My understanding is that control is, in fact, pretty efficient in China, but that is because their thugocracy is willing to throw enormous resources at making it so, and (of course) is willing to be draconian to a level which (maybe) our kleptocracy isn’t.
The reason I posted the BBC story was to show that David Carr was quite right in his impression and to further reveal the depths of Blairite control-freakery.
Even if you’re right and they couldn’t actually do it, the fact that the Guardian-readng scum are even contemplating it should have us out on the streets with pitchforks.
Sadly, it won’t.
G Cooper – Yes. And Britain – England – has strangely had its appetite for taking to the streets sucked out of it by the client state. Gordon Brown, who may be even more repulsive than Toxic Tone, has spider-webbed most British into being clients of the state – in other words, clients of each other. If you’ve ever touched a spider web, they’re very sticky.

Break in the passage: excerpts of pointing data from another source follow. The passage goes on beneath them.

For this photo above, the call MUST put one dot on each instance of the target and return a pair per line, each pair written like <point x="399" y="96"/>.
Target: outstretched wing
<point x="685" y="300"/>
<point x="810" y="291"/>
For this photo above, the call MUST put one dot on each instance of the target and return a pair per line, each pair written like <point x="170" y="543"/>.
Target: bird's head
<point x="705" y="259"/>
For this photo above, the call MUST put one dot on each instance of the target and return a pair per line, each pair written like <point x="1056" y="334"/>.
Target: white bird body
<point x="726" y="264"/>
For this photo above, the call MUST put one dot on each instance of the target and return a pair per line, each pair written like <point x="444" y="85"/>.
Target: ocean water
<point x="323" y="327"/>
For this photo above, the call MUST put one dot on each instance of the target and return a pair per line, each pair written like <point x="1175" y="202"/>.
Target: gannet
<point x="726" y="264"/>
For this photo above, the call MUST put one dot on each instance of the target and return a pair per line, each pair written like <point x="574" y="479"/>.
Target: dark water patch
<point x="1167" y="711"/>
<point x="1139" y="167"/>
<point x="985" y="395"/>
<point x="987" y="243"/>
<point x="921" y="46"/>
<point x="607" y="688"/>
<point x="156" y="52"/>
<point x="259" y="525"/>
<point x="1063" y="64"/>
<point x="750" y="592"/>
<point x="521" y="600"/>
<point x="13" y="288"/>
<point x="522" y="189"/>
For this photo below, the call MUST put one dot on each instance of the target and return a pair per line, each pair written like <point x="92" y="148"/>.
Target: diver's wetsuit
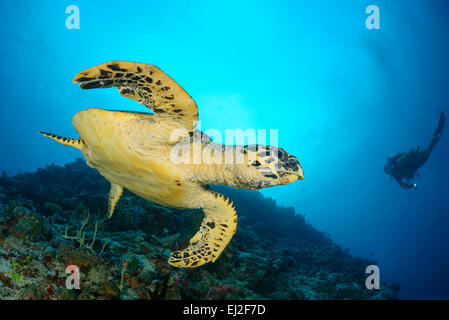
<point x="404" y="165"/>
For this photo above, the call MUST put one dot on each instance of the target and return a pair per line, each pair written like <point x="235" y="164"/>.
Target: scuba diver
<point x="404" y="165"/>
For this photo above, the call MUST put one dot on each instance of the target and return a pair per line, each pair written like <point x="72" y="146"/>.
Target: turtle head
<point x="274" y="166"/>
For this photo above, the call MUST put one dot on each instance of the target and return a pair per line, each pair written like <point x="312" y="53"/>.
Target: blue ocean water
<point x="342" y="97"/>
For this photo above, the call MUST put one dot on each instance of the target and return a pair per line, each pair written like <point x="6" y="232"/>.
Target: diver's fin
<point x="441" y="123"/>
<point x="114" y="196"/>
<point x="76" y="143"/>
<point x="217" y="229"/>
<point x="438" y="132"/>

I just don’t believe that, after 2,000 years of recorded history and eons of history before that, the English have lost their appetite for a fight.
Verity writes:
“I just don’t believe that, after 2,000 years of recorded history and eons of history before that, the English have lost their appetite for a fight.”
I know. And it is both shaming and so depressing to witness.
I keep telling myself that this innate insouciance is what makes us what we are. That we waited until the last possible moment before confronting Hitler. That we are just waiting until Bliar and his Gramscian hordes push us just that bit too far. That the spirit of the London Mob (God bless ’em) is still there and that Tone and Cherie’s heads may yet end-up on pikestaffs.
But I am not sure that 50 years of indoctrination masquerading as education and the relentless eating away of what we are, disguised as “progress”, may not have done for us.
The day I decide it has is the day I get out. It seems more likely by the week.
Lost our appetite for a fight! Never.